5.27.2007

Lazy Sunday Morning

It's a lazy Sunday morning around here, plenty of chores that need doing but none that I feel up to getting done yet. The cat woke me up at an ungodly hour needing to be petted, and after about three seconds got bored with me and is now busy monitoring the courtyard for intruders, so I'm awake and have nothing in particular to do. It's a pretty nice feeling.

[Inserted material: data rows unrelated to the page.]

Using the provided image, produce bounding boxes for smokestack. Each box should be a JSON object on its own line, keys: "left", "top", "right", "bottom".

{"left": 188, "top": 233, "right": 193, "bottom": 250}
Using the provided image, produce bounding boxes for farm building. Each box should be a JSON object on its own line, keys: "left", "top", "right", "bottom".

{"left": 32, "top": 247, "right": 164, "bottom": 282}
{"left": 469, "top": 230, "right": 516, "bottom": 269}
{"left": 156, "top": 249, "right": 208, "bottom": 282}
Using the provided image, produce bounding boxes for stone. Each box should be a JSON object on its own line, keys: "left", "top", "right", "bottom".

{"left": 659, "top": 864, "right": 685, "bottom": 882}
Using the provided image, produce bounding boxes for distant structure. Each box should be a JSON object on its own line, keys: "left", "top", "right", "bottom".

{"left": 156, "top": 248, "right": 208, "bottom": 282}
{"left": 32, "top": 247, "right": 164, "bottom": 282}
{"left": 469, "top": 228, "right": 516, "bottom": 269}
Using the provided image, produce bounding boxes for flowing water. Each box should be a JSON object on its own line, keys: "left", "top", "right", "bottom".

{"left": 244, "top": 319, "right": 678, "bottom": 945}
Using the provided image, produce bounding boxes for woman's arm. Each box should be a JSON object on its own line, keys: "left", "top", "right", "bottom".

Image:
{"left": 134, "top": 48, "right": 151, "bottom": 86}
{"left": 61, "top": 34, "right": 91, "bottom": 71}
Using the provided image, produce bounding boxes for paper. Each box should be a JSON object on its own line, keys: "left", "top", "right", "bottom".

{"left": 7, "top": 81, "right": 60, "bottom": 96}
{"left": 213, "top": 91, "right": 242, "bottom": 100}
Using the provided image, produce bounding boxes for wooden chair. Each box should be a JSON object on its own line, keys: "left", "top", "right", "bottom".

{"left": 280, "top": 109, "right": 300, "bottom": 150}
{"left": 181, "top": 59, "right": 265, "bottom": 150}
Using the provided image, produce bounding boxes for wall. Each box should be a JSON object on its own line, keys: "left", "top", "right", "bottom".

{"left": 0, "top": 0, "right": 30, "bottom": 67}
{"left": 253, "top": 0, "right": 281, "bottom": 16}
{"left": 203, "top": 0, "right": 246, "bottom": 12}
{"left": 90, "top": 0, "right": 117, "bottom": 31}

As it's not torrentially raining I may go for a walk. I feel like I haven't properly appreciated our new neighborhood yet, being as it is for me a new-old neighborhood. When we decided to move here, I didn't think of Rogers Park as being a particular plus. When I moved out last time, I was so happy to be done with this place. I'd been living here five years, transitioning from college student to underemployed waitress to office wageslave, transitioning from single and proud to single and lonely to in a relationship to living with someone. And then when I moved away I felt like I was really starting a whole new part of my life. New neighborhood, new relationship, new job. (Yes, I do realize that I only moved a few miles away. But Uptown and Rogers Park are worlds apart and it's more like a symbolic thing if you get what I mean.)

Being back, I remember all the things I loved about this neighborhood. It's beautiful, it's quiet, the people are pretty friendly, especially as compared to Wicker Park, I feel like I fit here, like everyone here is just working and maybe raising a family and just going about their lives, doing their own thing, and there's not a particular scene to be seen in or a vibe to radiate out of your every pore.

All right, it seems like a walk is definitely in order. I need to get out and appreciate some of this before the rain starts up again and reminds us it's not really summer for another month.